Re: Let them eat cake, MLB style

Posted: Thu Apr 07, 2016 6:57 am
by BackInTex
Jeemie wrote:
BackInTex wrote:sounds like someone has consulted wit Bernie Sanders on their business model.
I'm not following this connection at all...
Really?

Completely non-market based fixed pricing to ensure everyone pays the same price regardless of demand or real value? You don't see the connection?

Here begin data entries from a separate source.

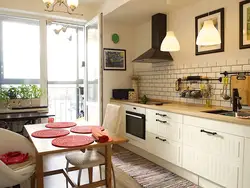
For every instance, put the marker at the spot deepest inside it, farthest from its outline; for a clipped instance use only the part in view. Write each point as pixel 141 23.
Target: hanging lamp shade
pixel 170 43
pixel 73 4
pixel 208 35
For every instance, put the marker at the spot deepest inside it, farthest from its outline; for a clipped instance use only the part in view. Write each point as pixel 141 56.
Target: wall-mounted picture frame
pixel 218 17
pixel 114 59
pixel 245 24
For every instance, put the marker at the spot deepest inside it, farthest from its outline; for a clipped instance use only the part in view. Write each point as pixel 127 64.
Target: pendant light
pixel 208 35
pixel 73 4
pixel 170 43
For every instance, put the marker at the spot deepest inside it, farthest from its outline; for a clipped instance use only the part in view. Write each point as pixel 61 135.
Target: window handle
pixel 161 139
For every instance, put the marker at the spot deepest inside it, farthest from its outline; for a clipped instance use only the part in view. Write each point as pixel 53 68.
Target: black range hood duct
pixel 159 30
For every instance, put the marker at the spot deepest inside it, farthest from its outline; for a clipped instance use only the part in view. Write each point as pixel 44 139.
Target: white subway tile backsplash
pixel 159 82
pixel 198 70
pixel 221 63
pixel 231 62
pixel 204 64
pixel 206 70
pixel 243 61
pixel 211 63
pixel 246 67
pixel 236 68
pixel 215 69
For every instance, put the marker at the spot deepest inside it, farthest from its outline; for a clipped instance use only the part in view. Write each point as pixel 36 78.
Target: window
pixel 65 53
pixel 20 50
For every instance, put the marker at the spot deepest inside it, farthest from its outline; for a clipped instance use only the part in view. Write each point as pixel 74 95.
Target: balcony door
pixel 93 71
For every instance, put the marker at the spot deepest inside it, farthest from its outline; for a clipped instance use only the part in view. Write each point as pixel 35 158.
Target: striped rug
pixel 146 173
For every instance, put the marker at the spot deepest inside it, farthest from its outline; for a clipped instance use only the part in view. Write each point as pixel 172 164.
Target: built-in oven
pixel 135 124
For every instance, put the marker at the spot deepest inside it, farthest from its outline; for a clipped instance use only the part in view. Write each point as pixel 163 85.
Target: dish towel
pixel 14 157
pixel 99 135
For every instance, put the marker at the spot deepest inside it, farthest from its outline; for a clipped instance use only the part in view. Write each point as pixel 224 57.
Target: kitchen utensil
pixel 243 87
pixel 224 94
pixel 178 85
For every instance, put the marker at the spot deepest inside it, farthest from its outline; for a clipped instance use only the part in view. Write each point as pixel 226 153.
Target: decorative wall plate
pixel 115 38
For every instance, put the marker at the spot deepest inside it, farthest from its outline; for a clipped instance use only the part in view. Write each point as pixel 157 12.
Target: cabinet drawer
pixel 166 116
pixel 208 141
pixel 164 148
pixel 170 130
pixel 134 109
pixel 163 126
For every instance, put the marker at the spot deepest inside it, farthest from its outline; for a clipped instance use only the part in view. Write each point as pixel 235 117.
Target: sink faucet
pixel 236 101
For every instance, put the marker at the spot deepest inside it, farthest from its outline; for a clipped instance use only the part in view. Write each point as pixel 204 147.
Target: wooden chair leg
pixel 33 181
pixel 67 170
pixel 79 177
pixel 90 174
pixel 113 172
pixel 100 170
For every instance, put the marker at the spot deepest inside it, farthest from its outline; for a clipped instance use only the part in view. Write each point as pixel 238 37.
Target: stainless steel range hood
pixel 154 54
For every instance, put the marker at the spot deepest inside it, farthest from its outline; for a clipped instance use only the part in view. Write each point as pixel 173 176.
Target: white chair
pixel 12 175
pixel 91 158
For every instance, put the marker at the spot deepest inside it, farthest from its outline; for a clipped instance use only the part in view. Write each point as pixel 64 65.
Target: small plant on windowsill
pixel 4 98
pixel 36 95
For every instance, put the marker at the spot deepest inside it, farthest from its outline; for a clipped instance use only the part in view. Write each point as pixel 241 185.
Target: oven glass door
pixel 135 124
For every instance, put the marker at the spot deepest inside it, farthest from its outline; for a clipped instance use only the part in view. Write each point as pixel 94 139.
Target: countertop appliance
pixel 159 30
pixel 121 93
pixel 135 124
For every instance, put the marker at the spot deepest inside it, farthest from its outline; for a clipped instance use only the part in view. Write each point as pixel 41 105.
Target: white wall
pixel 118 79
pixel 111 5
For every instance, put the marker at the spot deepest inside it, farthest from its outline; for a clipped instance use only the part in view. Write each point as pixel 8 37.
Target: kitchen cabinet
pixel 213 150
pixel 213 155
pixel 164 148
pixel 164 124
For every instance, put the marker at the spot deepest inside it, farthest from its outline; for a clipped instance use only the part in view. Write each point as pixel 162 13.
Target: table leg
pixel 108 152
pixel 39 171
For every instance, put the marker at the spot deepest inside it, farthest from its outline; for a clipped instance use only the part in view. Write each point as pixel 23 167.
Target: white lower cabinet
pixel 213 155
pixel 164 148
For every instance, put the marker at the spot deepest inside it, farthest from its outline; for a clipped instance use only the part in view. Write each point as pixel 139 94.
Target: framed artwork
pixel 114 59
pixel 218 18
pixel 245 24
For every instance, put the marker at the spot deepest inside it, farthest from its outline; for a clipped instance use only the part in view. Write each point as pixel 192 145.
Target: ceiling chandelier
pixel 70 5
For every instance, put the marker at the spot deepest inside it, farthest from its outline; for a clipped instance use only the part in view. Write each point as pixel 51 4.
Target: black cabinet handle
pixel 161 139
pixel 162 115
pixel 211 133
pixel 161 121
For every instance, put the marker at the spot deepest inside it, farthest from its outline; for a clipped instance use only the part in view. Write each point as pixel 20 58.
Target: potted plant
pixel 24 93
pixel 3 98
pixel 12 94
pixel 36 94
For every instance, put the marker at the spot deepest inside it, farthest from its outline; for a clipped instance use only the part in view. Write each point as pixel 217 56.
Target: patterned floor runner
pixel 146 173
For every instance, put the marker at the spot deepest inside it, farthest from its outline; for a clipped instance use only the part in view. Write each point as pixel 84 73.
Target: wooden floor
pixel 53 162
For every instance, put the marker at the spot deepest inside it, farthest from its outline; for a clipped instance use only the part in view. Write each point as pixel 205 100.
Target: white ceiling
pixel 92 2
pixel 140 11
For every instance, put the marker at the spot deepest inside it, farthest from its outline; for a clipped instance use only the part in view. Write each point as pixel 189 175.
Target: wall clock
pixel 115 38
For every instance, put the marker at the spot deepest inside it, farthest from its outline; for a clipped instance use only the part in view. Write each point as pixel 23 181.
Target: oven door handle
pixel 133 116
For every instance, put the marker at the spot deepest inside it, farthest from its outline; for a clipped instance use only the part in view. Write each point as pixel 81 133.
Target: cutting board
pixel 243 87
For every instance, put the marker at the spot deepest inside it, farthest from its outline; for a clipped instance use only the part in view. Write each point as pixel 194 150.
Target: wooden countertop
pixel 190 110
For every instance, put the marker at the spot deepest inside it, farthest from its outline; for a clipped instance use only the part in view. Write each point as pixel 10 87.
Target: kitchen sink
pixel 228 113
pixel 217 111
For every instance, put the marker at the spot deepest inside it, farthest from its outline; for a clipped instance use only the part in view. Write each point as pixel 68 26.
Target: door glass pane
pixel 93 63
pixel 62 101
pixel 21 49
pixel 62 53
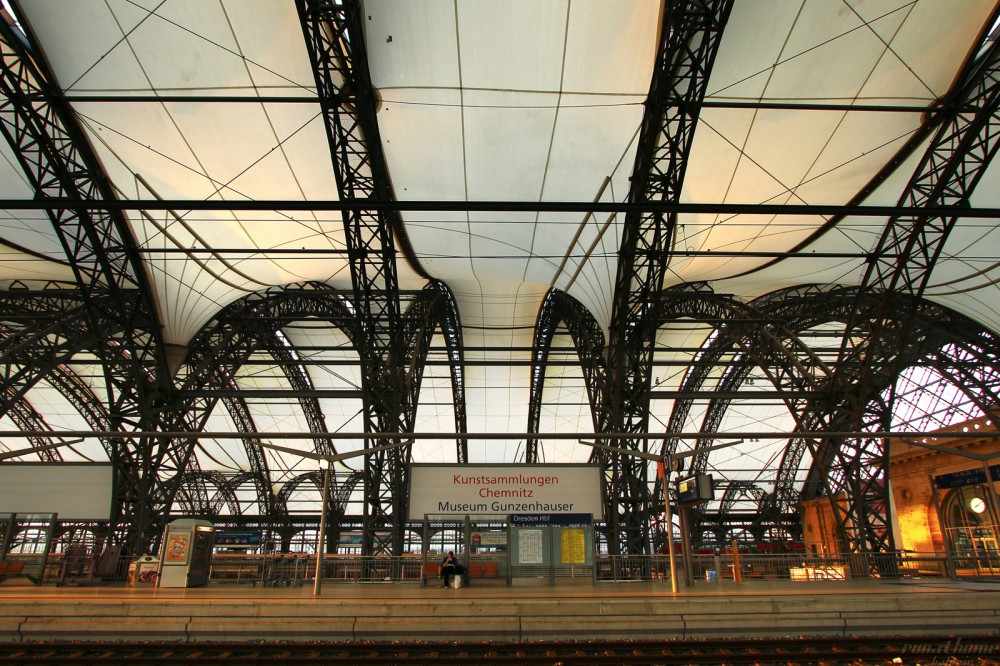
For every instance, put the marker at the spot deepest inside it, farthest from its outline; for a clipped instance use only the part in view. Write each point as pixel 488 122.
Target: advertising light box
pixel 505 489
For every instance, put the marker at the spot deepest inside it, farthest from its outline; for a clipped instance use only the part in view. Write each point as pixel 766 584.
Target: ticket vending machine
pixel 186 553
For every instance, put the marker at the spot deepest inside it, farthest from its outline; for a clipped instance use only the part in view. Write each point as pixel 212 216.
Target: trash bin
pixel 143 572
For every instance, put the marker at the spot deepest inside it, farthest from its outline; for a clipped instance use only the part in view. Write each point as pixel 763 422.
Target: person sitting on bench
pixel 450 567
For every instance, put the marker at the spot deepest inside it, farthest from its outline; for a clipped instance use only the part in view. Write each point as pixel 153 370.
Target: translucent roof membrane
pixel 521 102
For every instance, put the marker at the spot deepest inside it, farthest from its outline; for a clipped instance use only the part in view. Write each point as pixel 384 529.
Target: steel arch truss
pixel 878 333
pixel 334 35
pixel 690 37
pixel 559 308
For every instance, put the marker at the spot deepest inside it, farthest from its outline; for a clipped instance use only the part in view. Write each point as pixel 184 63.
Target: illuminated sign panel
pixel 504 489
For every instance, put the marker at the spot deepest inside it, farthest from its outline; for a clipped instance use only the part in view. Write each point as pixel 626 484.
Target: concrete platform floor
pixel 354 612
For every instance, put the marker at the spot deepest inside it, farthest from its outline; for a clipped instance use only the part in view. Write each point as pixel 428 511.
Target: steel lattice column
pixel 58 161
pixel 334 34
pixel 878 333
pixel 588 341
pixel 689 41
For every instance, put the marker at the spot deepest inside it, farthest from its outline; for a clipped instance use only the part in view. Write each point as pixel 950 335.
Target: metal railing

Re: Let them eat cake, MLB style

Posted: Thu Apr 07, 2016 9:54 am
by T_Bone0806
littlebeast13 wrote: Whew! Just when the baseball world thought it was no longer cool to hate the Yankees, they remind us they're still the original Evil Empire after all! King George would be proud...

lb13

Trost is an asshat. So is another member of the "braintrust", Randy Levine. Believe me, there is no shortage of die-hard Yankee fans who loathe Trost. And it pisses us off that they'll trumpet big attendance figures on air when the cameras are showing plenty of empty seats in the millionaires' sections. It's been an issue ever since the new stadium opened and they started courting the Biff and Muffy brigade rather than the meat and potatoes, longtime devotees. The big spenders only show up when it's trendy to do so, a big game. And when they do, they're usually on their cell phones anyway. As a result, the crowds just don't have the same thunder that they did at the old stadium. Sometimes it sounds more like a golf game than a baseball game.